Aller marcher au grand air…
Dans les pages du Monde qui achève ce troisième week-end, un Carnet national en double page dessine en traits légers et doux, le portrait de morts du coronavirus. Et c’est une litanie de noms, de prénoms, un « océan funèbre » de noms, de prénoms, d’âges, de qualités et de lieux : as du tricot, amateur de scrabble, joueur d’accordéon, institutrice, résistant, prêtre ouvrier, médecin, infirmière, aide-soignant, certains fauchés, tombés – le vocabulaire guerrier persiste, en vingt-quatre heures seulement.
Et Proust ?
Dans la deuxième partie d’A l’ombre des jeunes-filles en fleurs, le narrateur part en vacances à Balbec, accompagné de sa grand-mère. Une fois oublié son amour de jeunesse, désormais indifférent à Gilberte, il part en vacances à Balbec en train. Et l’on découvre que bien avant le célèbre petit morceau de mur jaune de la «Vue de Delft » de Vermeer, le narrateur plonge dans la couleur bleue du store d’une fenêtre dans un train. Et ce passage nous étonne et nous amuse, qui raconte l’ivresse du narrateur. Celui-ci suit en effet les conseils du Dr Cottard qui «pour éviter les crises de suffocation m’avait conseillé de prendre au moment du départ un peu trop de bière ou de cognac, afin d’être dans cet état qu’il appelait «euphorie», où le système nerveux est momentanément moins vulnérable.» Alors, sous le regard courroucé de sa grand-mère qui préfèrerait le voir lire la correspondance de Madame de Sévigné, le narrateur va boire, beaucoup trop, selon ses termes, dans le bar du train.
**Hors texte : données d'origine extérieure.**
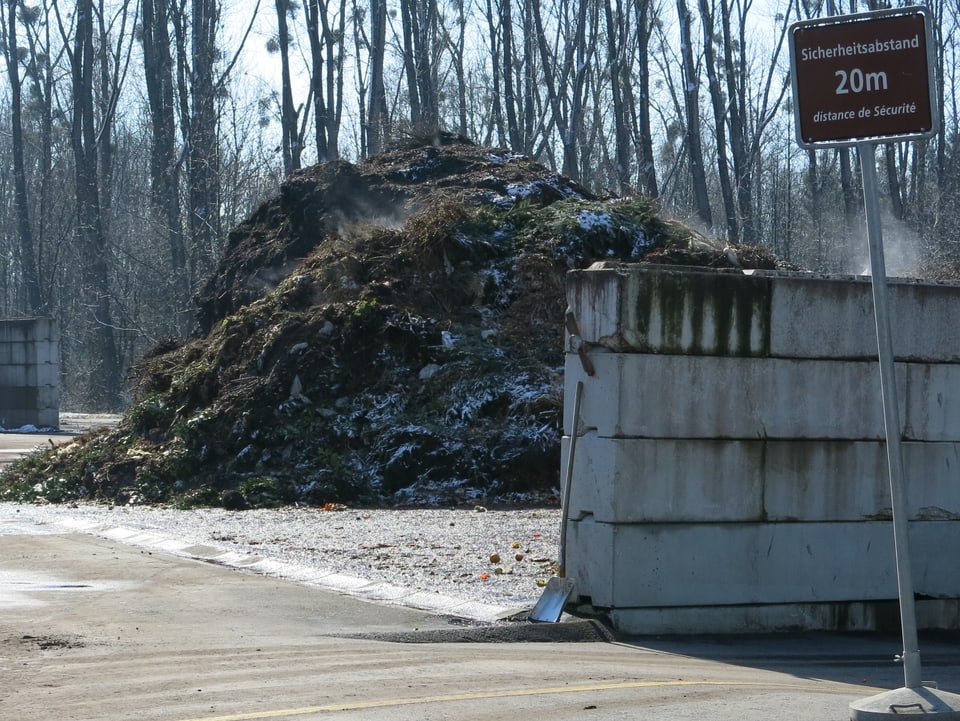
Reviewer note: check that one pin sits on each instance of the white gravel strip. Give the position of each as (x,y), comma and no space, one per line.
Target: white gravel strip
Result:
(475,564)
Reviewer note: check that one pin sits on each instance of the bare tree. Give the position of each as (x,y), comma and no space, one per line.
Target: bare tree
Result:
(691,97)
(165,172)
(26,253)
(326,76)
(103,382)
(376,117)
(291,140)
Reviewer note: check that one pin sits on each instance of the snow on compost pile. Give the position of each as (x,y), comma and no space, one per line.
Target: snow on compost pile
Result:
(388,332)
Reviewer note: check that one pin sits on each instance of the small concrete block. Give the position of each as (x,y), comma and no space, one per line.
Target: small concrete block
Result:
(653,565)
(637,480)
(639,309)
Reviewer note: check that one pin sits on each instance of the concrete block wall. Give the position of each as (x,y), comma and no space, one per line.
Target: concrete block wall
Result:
(730,470)
(29,373)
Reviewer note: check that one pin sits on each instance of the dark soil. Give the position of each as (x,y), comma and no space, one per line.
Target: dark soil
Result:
(388,332)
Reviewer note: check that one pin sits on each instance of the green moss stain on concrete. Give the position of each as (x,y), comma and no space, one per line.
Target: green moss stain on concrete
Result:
(701,313)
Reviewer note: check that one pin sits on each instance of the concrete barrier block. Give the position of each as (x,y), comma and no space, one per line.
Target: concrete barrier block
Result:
(620,480)
(47,374)
(639,309)
(663,565)
(646,309)
(48,397)
(881,616)
(13,376)
(832,317)
(655,396)
(15,353)
(665,481)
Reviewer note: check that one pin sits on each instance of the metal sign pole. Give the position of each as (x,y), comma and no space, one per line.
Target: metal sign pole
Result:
(913,699)
(891,417)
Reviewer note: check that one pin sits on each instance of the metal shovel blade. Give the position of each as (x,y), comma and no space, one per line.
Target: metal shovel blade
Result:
(551,604)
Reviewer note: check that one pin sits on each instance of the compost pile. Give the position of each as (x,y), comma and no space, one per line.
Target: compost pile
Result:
(382,333)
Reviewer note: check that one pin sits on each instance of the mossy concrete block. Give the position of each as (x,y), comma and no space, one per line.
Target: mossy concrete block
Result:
(716,564)
(641,480)
(660,396)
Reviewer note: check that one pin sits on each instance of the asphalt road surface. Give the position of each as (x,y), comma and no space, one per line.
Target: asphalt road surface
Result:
(95,630)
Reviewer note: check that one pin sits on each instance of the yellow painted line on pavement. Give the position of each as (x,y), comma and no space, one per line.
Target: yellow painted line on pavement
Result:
(361,705)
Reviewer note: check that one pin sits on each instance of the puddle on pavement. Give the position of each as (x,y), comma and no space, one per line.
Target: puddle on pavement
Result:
(26,588)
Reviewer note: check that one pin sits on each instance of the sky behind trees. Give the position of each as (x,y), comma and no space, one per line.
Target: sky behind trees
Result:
(139,132)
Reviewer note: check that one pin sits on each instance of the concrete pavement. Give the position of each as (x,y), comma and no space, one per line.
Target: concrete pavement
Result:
(93,629)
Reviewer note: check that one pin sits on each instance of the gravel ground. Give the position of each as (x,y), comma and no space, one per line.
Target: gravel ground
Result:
(497,560)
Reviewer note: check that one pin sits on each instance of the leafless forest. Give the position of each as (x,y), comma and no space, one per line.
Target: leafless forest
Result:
(137,133)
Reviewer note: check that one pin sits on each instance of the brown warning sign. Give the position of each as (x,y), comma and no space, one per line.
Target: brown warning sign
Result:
(863,76)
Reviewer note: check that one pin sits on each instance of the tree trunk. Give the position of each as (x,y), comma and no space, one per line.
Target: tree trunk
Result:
(103,381)
(164,165)
(289,130)
(645,161)
(203,159)
(691,97)
(377,105)
(25,251)
(720,113)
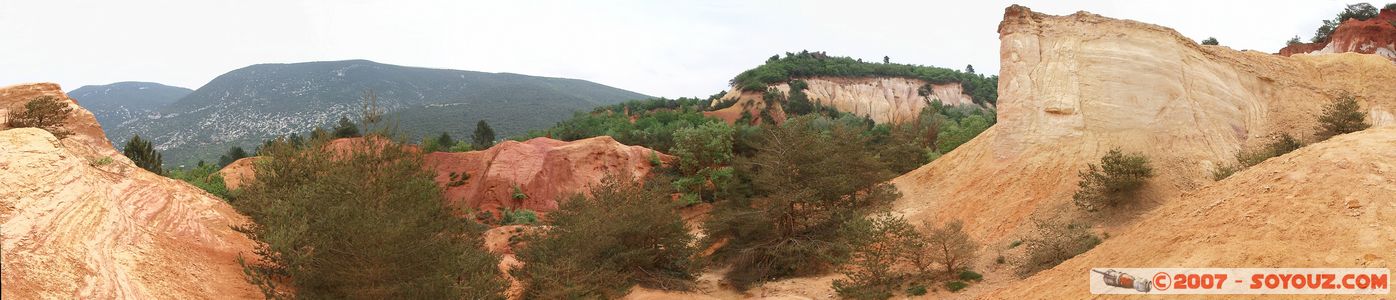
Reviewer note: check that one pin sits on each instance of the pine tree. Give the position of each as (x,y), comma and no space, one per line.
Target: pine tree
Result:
(346,129)
(1342,116)
(446,141)
(483,137)
(233,154)
(144,155)
(359,223)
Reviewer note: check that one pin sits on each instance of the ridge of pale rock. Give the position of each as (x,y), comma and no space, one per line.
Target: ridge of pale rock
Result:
(884,99)
(1077,85)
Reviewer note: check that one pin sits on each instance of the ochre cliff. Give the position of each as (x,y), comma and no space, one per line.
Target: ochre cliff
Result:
(81,226)
(1074,87)
(881,98)
(1335,194)
(546,170)
(1370,36)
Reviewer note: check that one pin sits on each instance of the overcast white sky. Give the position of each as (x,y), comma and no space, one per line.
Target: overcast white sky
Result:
(656,48)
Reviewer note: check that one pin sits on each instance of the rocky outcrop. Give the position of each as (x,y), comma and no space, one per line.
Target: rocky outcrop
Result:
(87,138)
(546,170)
(884,99)
(1333,193)
(76,228)
(1370,36)
(1074,87)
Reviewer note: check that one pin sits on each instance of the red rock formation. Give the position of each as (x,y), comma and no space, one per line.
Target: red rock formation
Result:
(545,169)
(1370,36)
(77,225)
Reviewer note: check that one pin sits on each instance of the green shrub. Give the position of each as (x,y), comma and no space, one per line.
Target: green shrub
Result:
(955,285)
(144,155)
(1114,182)
(518,193)
(1342,116)
(203,176)
(102,161)
(808,186)
(916,290)
(970,276)
(1282,144)
(369,237)
(599,247)
(1056,242)
(884,246)
(518,216)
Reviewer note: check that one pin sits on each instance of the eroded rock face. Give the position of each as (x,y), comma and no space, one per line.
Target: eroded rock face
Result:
(546,170)
(81,123)
(881,98)
(1074,87)
(1335,193)
(1368,36)
(77,229)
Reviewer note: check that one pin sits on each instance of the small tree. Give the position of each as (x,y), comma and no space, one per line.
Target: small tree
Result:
(233,154)
(1342,116)
(43,112)
(1293,41)
(1113,182)
(1054,243)
(951,247)
(446,141)
(366,222)
(483,137)
(704,158)
(882,247)
(144,155)
(600,246)
(346,129)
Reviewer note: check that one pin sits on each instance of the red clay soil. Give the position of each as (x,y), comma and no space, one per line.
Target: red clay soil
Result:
(1367,36)
(546,170)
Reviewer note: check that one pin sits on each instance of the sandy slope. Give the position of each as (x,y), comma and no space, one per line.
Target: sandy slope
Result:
(1325,205)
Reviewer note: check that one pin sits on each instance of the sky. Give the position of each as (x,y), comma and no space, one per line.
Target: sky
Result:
(670,48)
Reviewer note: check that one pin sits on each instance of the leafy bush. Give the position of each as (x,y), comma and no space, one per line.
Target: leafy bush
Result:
(704,159)
(884,246)
(808,186)
(102,161)
(599,247)
(518,216)
(916,290)
(1360,11)
(369,237)
(1114,182)
(1342,116)
(951,247)
(144,155)
(203,176)
(955,285)
(1056,242)
(1283,144)
(970,276)
(45,113)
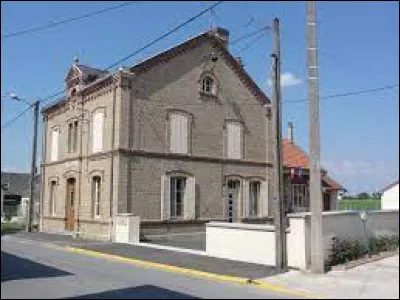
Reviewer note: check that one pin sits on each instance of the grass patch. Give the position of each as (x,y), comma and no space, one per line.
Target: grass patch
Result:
(9,227)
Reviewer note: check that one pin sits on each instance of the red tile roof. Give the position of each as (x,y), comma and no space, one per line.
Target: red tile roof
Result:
(295,157)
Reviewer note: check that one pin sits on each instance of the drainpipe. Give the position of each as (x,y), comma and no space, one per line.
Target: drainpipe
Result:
(114,87)
(80,168)
(44,148)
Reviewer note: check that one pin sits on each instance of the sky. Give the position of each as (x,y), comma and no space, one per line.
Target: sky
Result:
(358,49)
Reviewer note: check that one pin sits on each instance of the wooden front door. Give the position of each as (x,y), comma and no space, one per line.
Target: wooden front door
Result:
(327,202)
(232,193)
(69,205)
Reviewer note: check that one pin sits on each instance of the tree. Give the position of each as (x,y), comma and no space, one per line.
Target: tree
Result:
(363,195)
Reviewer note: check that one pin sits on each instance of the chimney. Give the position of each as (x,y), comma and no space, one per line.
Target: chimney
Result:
(290,132)
(240,61)
(221,34)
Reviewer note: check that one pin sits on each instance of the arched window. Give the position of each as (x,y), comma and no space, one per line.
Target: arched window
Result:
(208,85)
(96,195)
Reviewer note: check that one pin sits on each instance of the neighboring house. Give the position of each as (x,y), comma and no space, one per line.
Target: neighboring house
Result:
(390,196)
(296,179)
(180,139)
(15,190)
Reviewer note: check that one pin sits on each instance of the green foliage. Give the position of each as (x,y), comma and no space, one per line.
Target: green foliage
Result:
(345,250)
(363,195)
(384,243)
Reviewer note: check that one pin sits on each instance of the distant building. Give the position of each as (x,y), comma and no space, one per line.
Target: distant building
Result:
(390,196)
(15,193)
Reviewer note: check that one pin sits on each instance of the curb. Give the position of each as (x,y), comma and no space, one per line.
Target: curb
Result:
(363,261)
(195,273)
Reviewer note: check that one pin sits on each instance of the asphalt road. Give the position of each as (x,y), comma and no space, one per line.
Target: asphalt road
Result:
(31,269)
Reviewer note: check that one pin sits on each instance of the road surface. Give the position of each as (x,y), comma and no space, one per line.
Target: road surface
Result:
(32,269)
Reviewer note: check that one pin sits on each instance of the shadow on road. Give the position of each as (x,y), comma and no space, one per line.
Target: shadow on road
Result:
(139,292)
(17,268)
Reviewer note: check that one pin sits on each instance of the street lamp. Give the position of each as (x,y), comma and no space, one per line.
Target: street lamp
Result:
(34,104)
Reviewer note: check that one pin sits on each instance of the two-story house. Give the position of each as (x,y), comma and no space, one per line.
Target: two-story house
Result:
(179,139)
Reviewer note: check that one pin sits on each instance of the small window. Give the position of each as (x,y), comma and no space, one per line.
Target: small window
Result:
(177,190)
(254,193)
(178,133)
(54,145)
(234,140)
(96,195)
(53,201)
(72,137)
(98,124)
(209,85)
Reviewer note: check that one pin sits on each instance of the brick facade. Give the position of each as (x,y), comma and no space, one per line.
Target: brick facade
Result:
(136,105)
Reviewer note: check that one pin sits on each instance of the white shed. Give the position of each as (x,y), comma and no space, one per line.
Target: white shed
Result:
(390,196)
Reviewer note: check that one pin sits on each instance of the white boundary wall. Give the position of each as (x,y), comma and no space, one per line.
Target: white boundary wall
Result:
(256,243)
(243,242)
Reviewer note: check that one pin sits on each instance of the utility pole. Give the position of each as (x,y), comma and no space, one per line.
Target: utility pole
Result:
(33,167)
(278,198)
(317,257)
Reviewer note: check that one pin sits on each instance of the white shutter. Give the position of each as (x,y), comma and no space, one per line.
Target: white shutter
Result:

Et lorsqu’il reprend place dans le compartiment, il trouve tout charmant et il s’abîme dans la contemplation du store de la fenêtre : «La couleur bleue du store me semblait, non peut-être par sa beauté, mais par sa vivacité intense, effacer à tel point toutes les couleurs qui avaient été devant mes yeux depuis le jour de ma naissance jusqu’au moment où j’avais fini d’avaler ma boisson et où elle avait commencé de faire son effet, qu’à côté de ce bleu du store, elles étaient pour moi aussi ternes, aussi nulles que peut l’être rétrospectivement l’obscurité où ils ont vécu pour les aveugles-nés qu’on opère sur le tard et qui voient enfin les couleurs. Un vieil employé vint nous demander nos billets. Les reflets argentés qu’avaient les boutons en métal de sa tunique ne laissèrent pas de me charmer. Je voulus lui demander de s’asseoir à côté de nous… Le plaisir que j’éprouvais à regarder le store bleu et à sentir que ma bouche était à demi ouverte commença enfin à diminuer. Je devins plus mobile; je remuai un peu; j’ouvris le volume que ma grand-mère m’avait tendu et je pus fixer mon attention sur les pages que je choisis ça et là.»
On reviendra à ce voyage en train vers Balbec…
En attendant, fixer son attention sur les pages que l’on choisit ici ou là, tenter de fixer son attention sur les pages du livre, c’est bien là l’exercice difficile et quotidien de la lecture de Proust… au temps du coronavirus.